Después de desayunar percibo una orden para que acuda a su habitación. Sobre la mesilla, una caja de zapatos. Me mira fijamente a los ojos y posteriormente desvía su atención a la derecha instándome a que me pruebe esos chapines rojos con los que sueño desde que los vi. Tenía terminantemente prohibido jugar con ellos. Disfrazarme de hada. Tras pedirle ayuda para que me los abroche, me percato de su deplorable desmejora física. La acompaño a la consulta médica del hospital.
Esperamos en la sala de espera más de treinta minutos. Por fin entramos y la atienden. Lo que en un principio era una simple visita médica se transforma en algo más. Se abre la puerta bruscamente, una enfermera aparece con una bolsa gigante de plástico, varios impresos para rellenar y un camisón de esos ridículos, que dejan a uno con el culo al aire. El médico nos revela unos planes completamente distintos a los que llevábamos. Quedará ingresada unos días.
Habitación 325, planta cuarta, ala B, enfermedades coronarias. Ése es el nuevo domicilio de Teresa. El cuarto asignado huele a humedad, las paredes están desconchadas, la puerta del baño chirría y el leve sonido del respirador me inquieta. Una hora después, la habitación se transforma en un intercambiador de metro en hora punta. Sus hijos, su marido, sus nietos y alguna vecina jubilada, sin demasiadas obligaciones, conversan atropelladamente como si aquello se tratara de una verbena.
Tres días después, al corazón de Teresa le cuesta bombear la sangre. El martes a mediodía ingresa en la UCI, donde comparte espacio con cinco moribundos a los que únicamente un milagro los sacaría de allí. Las enfermeras abren el turno de visita. Sólo dos familiares por paciente. El resto debe esperar su turno. A las puertas se forma un auténtico guirigay similar a la escena que protagonizaría una decena de marujas en la cola de la pescadería. Les otorgamos preferencia a los hijos. Agustín, su marido, se resigna a ver la huella que ha impreso en ella el paso de tiempo. A las cinco es mi turno, pero aún debo aguardar. El enfermo postrado en la cama número dos ha vomitado y el auxiliar de la planta accede a la UVI para jabonarle con una esponja y cambiarle la ropa de cama.

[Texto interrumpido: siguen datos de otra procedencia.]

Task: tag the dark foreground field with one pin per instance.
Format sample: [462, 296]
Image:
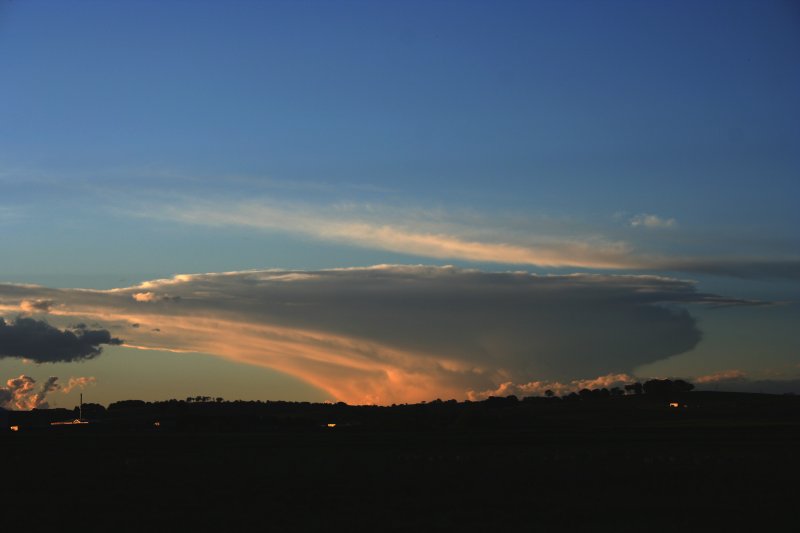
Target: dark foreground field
[629, 466]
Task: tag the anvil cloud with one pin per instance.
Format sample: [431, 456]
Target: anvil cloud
[387, 333]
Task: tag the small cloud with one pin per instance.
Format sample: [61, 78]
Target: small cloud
[724, 376]
[78, 383]
[652, 221]
[27, 338]
[145, 296]
[21, 393]
[36, 306]
[148, 296]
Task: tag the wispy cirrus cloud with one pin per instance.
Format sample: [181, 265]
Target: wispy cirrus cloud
[644, 220]
[22, 393]
[443, 235]
[387, 333]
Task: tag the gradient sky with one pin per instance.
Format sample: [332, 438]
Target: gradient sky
[599, 144]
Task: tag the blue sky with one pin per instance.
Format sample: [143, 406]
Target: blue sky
[139, 140]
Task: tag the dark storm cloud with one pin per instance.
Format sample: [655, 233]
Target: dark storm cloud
[395, 333]
[40, 342]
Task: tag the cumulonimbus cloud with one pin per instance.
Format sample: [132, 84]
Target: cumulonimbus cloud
[387, 333]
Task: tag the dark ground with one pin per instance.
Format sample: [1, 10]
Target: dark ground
[726, 463]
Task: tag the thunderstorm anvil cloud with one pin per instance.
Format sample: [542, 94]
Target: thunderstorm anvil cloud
[398, 333]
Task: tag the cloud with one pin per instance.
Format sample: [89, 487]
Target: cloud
[38, 341]
[36, 306]
[538, 388]
[147, 297]
[20, 393]
[643, 220]
[79, 383]
[724, 376]
[392, 333]
[466, 236]
[383, 228]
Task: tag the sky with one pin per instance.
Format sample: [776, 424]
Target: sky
[388, 202]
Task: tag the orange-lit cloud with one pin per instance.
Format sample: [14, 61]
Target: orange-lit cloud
[389, 334]
[437, 234]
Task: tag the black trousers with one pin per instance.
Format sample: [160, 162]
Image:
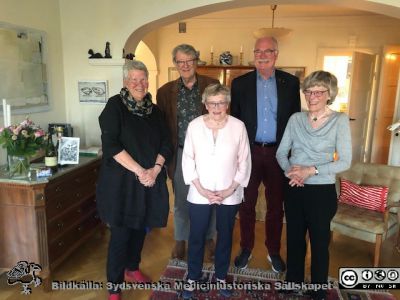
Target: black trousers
[199, 215]
[309, 208]
[124, 252]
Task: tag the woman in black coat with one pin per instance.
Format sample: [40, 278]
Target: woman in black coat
[132, 194]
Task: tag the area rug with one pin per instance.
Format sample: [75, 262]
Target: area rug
[251, 284]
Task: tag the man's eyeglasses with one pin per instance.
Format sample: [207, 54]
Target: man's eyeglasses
[216, 104]
[317, 94]
[267, 52]
[181, 63]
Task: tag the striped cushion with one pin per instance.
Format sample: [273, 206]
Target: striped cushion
[366, 196]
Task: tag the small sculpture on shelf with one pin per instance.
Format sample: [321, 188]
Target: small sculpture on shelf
[130, 56]
[107, 51]
[94, 55]
[199, 61]
[226, 58]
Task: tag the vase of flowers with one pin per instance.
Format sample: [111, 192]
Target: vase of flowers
[21, 141]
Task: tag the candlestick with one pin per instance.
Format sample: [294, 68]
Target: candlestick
[5, 112]
[8, 115]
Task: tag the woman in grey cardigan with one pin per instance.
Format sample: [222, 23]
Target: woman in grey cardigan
[319, 144]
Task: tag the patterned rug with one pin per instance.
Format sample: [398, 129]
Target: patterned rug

Mi visita se retrasa quince minutos. Entre catéteres, cables y sondas, aparece un rostro demacrado, con los párpados caídos y una boca inerte. Los riñones han dejado de funcionar, sus manos postradas a ambos lados de la cama se han hinchado y presentan un color amarillento. Ya no se aprecia en ella la diferencia entra la vida y la muerte.
Es lunes. Ha pasado una semana desde que la abuela nos dejó. El transcurso del tiempo ahonda las heridas. Uno tarda en darse cuenta de que alguien se ha ido. Los primeros momentos te envuelven en un halo de emociones, lágrimas y pésames. La atención y cordialidad no cesa. Los que te rodean, no permiten que despiertes de ese shock que supone una muerte.
Regreso del trabajo. El estómago se me ha cerrado. Tampoco tengo demasiadas fuerzas para cocinar. Me dejo caer sobre el sofá. Pongo la tele. Emiten El Mago de Oz en TVE. Cuando irrumpe en la escena la huérfana Dorothy con sus chapines rojos, apago el televisor.